Analyzing Patient Data


  • Use variable <- value to assign a value to a variable in order to record it in memory.
  • Objects are created on demand whenever a value is assigned to them.
  • The function dim gives the dimensions of a data frame.
  • Use object[x, y] to select a single element from a data frame.
  • Use from:to to specify a sequence that includes the indices from from to to.
  • All the indexing and subsetting that works on data frames also works on vectors.
  • Use # to add comments to programs.
  • Use mean, max, min and sd to calculate simple statistics.
  • Use apply to calculate statistics across the rows or columns of a data frame.
  • Use plot to create simple visualizations.

Creating Functions


  • Define a function using name <- function(...args...) {...body...}.
  • Call a function using name(...values...).
  • R looks for variables in the current stack frame before looking for them at the top level.
  • Use help(thing) to view help for something.
  • Put comments at the beginning of functions to provide help for that function.
  • Annotate your code!
  • Specify default values for arguments when defining a function using name = value in the argument list.
  • Arguments can be passed by matching based on name, by position, or by omitting them (in which case the default value is used).

Analyzing Multiple Data Sets


  • Use for (variable in collection) to process the elements of a collection one at a time.
  • The body of a for loop is surrounded by curly braces ({}).
  • Use length(thing) to determine the length of something that contains other values.
  • Use list.files(path = "path", pattern = "pattern", full.names = TRUE) to create a list of files whose names match a pattern.

Making Choices


  • Save a plot in a pdf file using pdf("name.pdf") and stop writing to the pdf file with dev.off().
  • Use if (condition) to start a conditional statement, else if (condition) to provide additional tests, and else to provide a default.
  • The bodies of conditional statements must be surrounded by curly braces { }.
  • Use == to test for equality.
  • X && Y is only true if both X and Y are true.
  • X || Y is true if either X or Y, or both, are true.

Command-Line Programs


  • Use commandArgs(trailingOnly = TRUE) to obtain a vector of the command-line arguments that a program was run with.
  • Avoid silent failures.
  • Use file("stdin") to connect to a program’s standard input.
  • Use cat(vec, sep = "\n") to write the elements of vec to standard output, one per line.

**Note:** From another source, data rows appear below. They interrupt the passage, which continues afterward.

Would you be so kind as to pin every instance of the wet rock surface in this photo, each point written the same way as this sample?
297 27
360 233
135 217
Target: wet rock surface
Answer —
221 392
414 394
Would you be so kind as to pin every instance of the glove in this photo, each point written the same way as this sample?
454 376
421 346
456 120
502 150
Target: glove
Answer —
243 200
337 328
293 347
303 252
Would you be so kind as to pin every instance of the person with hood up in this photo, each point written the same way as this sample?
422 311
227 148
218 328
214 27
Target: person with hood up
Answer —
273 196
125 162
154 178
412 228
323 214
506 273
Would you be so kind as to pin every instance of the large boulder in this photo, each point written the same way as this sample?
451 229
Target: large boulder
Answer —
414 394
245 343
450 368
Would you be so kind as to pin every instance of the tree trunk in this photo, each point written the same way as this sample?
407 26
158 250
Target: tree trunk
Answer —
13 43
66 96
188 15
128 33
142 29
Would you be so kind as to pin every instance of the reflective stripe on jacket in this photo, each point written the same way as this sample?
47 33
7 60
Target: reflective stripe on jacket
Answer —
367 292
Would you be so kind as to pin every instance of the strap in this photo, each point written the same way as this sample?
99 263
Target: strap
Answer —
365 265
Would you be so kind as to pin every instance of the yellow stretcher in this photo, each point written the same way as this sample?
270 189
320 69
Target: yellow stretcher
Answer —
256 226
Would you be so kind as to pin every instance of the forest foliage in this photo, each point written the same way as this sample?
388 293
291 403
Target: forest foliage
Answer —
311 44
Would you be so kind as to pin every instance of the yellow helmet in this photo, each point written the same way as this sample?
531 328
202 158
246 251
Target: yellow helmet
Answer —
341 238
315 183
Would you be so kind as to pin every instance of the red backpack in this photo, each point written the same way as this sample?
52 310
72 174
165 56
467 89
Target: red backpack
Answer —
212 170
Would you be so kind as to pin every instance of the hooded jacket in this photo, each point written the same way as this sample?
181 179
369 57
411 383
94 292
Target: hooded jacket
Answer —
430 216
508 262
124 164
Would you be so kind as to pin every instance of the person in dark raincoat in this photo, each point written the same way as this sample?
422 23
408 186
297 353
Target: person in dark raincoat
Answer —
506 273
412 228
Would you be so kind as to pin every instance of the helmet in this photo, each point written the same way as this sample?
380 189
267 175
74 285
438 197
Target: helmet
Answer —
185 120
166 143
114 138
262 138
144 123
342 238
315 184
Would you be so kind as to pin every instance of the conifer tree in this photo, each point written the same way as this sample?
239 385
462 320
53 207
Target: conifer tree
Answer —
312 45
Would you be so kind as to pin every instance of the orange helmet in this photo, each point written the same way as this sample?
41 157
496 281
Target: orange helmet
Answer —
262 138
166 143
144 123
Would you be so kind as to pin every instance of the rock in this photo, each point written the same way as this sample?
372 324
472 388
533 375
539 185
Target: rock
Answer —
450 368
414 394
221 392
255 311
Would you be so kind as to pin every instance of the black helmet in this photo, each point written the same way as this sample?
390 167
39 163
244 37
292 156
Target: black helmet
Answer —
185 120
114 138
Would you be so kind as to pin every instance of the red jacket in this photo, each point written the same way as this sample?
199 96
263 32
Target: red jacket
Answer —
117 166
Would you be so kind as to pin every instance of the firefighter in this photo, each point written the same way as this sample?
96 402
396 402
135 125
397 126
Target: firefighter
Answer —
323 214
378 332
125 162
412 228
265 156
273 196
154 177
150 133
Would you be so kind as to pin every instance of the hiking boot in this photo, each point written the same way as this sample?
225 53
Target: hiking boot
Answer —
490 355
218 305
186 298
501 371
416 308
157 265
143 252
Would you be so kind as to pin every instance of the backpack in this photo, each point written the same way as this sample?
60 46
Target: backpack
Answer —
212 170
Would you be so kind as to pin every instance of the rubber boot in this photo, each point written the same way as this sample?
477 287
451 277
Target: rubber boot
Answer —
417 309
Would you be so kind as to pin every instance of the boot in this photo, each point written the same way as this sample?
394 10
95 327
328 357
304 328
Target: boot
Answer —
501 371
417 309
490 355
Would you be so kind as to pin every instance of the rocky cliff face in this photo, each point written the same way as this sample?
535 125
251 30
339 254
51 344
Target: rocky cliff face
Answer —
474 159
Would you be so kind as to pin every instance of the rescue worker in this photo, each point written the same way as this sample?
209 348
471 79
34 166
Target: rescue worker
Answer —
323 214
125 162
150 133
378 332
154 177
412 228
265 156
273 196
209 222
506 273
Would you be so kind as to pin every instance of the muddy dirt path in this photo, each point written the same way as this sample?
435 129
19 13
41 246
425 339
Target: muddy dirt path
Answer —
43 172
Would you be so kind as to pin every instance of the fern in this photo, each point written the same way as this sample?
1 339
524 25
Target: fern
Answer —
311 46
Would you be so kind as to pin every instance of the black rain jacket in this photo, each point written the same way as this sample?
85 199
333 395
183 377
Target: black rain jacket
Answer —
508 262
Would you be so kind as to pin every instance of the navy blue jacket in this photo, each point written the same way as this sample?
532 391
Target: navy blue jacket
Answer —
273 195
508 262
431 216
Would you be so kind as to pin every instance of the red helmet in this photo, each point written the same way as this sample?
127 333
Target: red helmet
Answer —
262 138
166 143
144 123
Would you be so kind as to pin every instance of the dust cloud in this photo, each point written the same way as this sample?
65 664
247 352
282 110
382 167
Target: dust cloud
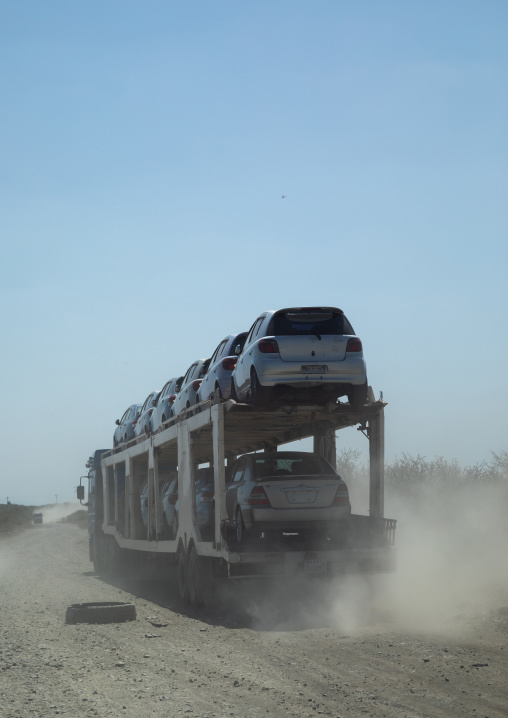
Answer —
452 571
52 513
452 558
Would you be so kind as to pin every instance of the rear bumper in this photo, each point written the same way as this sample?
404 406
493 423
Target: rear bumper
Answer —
292 564
273 373
295 519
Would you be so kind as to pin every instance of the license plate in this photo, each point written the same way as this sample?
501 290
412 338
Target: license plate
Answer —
301 497
314 565
314 369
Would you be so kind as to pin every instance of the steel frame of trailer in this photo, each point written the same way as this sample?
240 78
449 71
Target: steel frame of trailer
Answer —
215 433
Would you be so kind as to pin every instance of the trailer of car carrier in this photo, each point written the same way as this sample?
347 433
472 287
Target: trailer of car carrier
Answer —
214 434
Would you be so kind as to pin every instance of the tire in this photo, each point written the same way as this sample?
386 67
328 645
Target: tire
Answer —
104 612
240 532
259 395
166 532
112 557
199 578
183 577
357 395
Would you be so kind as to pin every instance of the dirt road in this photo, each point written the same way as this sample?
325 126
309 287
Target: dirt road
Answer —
336 654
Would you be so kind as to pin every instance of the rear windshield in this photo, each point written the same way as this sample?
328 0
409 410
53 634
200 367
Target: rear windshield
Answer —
291 466
322 323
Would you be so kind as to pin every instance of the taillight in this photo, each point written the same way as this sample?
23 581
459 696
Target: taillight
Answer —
258 497
354 345
206 497
341 495
268 346
229 363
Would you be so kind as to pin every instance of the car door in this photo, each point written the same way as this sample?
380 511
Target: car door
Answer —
242 369
233 482
213 372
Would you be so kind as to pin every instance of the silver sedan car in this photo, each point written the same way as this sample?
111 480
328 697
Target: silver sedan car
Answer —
286 492
301 353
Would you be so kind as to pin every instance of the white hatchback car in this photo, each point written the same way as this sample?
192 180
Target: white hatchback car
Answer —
216 383
186 397
304 353
162 410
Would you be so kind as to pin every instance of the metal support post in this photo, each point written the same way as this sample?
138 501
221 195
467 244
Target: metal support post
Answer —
376 434
218 467
324 443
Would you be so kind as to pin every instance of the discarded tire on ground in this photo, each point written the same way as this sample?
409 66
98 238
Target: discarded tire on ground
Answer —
104 612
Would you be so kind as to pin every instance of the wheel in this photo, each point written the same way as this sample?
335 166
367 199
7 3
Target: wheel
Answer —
259 395
240 532
183 583
97 552
166 533
112 557
200 576
357 395
104 612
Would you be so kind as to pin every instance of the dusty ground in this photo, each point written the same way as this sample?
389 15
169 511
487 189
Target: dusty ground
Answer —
279 656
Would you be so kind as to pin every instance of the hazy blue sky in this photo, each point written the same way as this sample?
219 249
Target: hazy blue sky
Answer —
145 147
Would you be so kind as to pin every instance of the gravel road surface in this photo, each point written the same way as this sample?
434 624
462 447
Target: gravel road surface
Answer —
282 651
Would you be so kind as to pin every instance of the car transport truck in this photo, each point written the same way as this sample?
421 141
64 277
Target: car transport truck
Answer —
214 434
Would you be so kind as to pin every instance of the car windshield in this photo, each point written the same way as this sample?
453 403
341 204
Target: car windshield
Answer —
294 465
315 322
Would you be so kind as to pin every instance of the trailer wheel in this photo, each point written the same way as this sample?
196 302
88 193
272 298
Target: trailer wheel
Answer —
197 588
112 557
183 577
240 532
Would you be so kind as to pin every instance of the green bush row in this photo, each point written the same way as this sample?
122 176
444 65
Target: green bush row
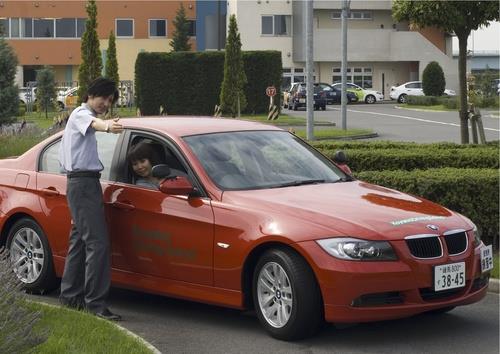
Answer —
399 159
372 145
471 192
188 83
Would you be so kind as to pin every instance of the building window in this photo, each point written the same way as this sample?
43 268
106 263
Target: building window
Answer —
27 27
124 27
352 15
65 28
157 28
192 28
80 26
277 25
359 76
43 28
4 27
15 24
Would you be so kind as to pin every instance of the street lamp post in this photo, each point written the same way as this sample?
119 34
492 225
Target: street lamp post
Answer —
345 13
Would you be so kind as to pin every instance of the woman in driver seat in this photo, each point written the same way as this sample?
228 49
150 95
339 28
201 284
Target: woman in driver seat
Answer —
142 158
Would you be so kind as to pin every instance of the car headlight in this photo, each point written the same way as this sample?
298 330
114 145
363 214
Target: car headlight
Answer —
477 236
354 249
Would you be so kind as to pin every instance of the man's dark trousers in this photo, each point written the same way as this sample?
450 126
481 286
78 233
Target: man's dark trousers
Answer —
87 271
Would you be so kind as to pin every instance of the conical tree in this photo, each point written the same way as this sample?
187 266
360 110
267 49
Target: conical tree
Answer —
46 89
111 71
232 96
180 39
91 66
9 98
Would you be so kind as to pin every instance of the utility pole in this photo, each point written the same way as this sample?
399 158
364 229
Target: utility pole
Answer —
309 70
345 13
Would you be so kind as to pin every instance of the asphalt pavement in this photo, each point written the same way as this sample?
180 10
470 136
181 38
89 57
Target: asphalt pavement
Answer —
393 123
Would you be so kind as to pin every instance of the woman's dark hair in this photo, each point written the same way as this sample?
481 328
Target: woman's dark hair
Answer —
102 87
142 150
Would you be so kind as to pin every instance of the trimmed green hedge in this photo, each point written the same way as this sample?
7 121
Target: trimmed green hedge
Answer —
188 83
346 145
419 158
471 192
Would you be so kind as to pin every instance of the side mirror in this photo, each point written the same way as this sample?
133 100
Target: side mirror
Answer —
160 171
340 159
177 186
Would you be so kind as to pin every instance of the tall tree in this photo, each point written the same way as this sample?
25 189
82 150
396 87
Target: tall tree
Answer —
46 89
232 95
9 97
91 66
459 17
111 71
180 39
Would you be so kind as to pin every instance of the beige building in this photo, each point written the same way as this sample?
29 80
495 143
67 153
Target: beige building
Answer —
381 52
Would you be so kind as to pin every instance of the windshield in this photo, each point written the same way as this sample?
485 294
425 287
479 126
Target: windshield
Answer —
261 159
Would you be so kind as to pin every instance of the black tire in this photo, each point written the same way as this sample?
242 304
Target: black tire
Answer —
306 313
370 99
45 280
442 310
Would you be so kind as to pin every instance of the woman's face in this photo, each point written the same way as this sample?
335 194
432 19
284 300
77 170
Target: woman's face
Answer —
142 167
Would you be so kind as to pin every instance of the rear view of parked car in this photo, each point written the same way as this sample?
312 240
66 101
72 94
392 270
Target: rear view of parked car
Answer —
412 88
298 93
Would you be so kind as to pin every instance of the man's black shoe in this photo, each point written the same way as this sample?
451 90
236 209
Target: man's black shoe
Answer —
73 303
108 315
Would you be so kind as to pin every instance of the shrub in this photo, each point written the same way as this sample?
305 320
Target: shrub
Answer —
160 80
471 192
399 159
433 81
16 319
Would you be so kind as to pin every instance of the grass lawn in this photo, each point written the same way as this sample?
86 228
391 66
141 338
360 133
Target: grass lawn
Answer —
77 332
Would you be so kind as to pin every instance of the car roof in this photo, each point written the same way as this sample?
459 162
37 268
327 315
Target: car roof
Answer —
190 125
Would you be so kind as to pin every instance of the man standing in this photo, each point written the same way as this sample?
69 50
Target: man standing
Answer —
87 271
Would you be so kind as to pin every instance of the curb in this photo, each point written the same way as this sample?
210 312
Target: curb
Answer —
148 345
493 285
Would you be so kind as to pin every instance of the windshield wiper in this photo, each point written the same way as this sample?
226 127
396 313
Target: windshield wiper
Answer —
299 183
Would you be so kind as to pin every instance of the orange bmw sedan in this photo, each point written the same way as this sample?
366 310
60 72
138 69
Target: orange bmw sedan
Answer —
248 216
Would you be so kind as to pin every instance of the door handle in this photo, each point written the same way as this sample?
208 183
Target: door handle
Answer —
123 206
50 191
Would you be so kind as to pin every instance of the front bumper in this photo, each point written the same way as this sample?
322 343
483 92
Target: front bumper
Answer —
355 291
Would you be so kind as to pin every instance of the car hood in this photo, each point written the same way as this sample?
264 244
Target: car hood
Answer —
351 208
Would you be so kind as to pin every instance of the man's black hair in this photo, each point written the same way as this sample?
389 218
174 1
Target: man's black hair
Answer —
102 87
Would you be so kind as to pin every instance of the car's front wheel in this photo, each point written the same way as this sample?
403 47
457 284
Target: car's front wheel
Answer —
370 99
30 256
286 295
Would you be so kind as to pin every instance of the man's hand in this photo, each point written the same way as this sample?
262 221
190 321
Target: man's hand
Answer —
114 127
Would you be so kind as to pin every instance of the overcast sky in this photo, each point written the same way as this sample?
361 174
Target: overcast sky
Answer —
483 39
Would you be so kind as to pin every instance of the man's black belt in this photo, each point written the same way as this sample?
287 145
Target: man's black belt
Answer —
93 174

Best Practices for Writing R Code


  • Start each program with a description of what it does.
  • Then load all required packages.
  • Consider what working directory you are in when sourcing a script.
  • Use comments to mark off sections of code.
  • Put function definitions at the top of your file, or in a separate file if there are many.
  • Name and style code consistently.
  • Break code into small, discrete pieces.
  • Factor out common operations rather than repeating them.
  • Keep all of the source files for a project in one directory and use relative paths to access them.
  • Keep track of the memory used by your program.
  • Always start with a clean environment instead of saving the workspace.
  • Keep track of session information in your project folder.
  • Have someone else review your code.
  • Use version control.

Dynamic Reports with knitr


  • Use knitr to generate reports that combine text, code, and results.
  • Use Markdown to format text.
  • Put code in blocks delimited by triple back quotes followed by {r}.

Making Packages in R


  • A package is the basic unit of reusability in R.
  • Every package must have a DESCRIPTION file and an R directory containing code. These are created by us.
  • A NAMESPACE file is needed as well, and a man directory containing documentation, but both can be autogenerated.

Introduction to RStudio


  • Using RStudio can make programming in R much more productive.

Addressing Data


  • Data in data frames can be addressed by index (subsetting), by logical vector, or by name (columns only).
  • Use the $ operator to address a column by name.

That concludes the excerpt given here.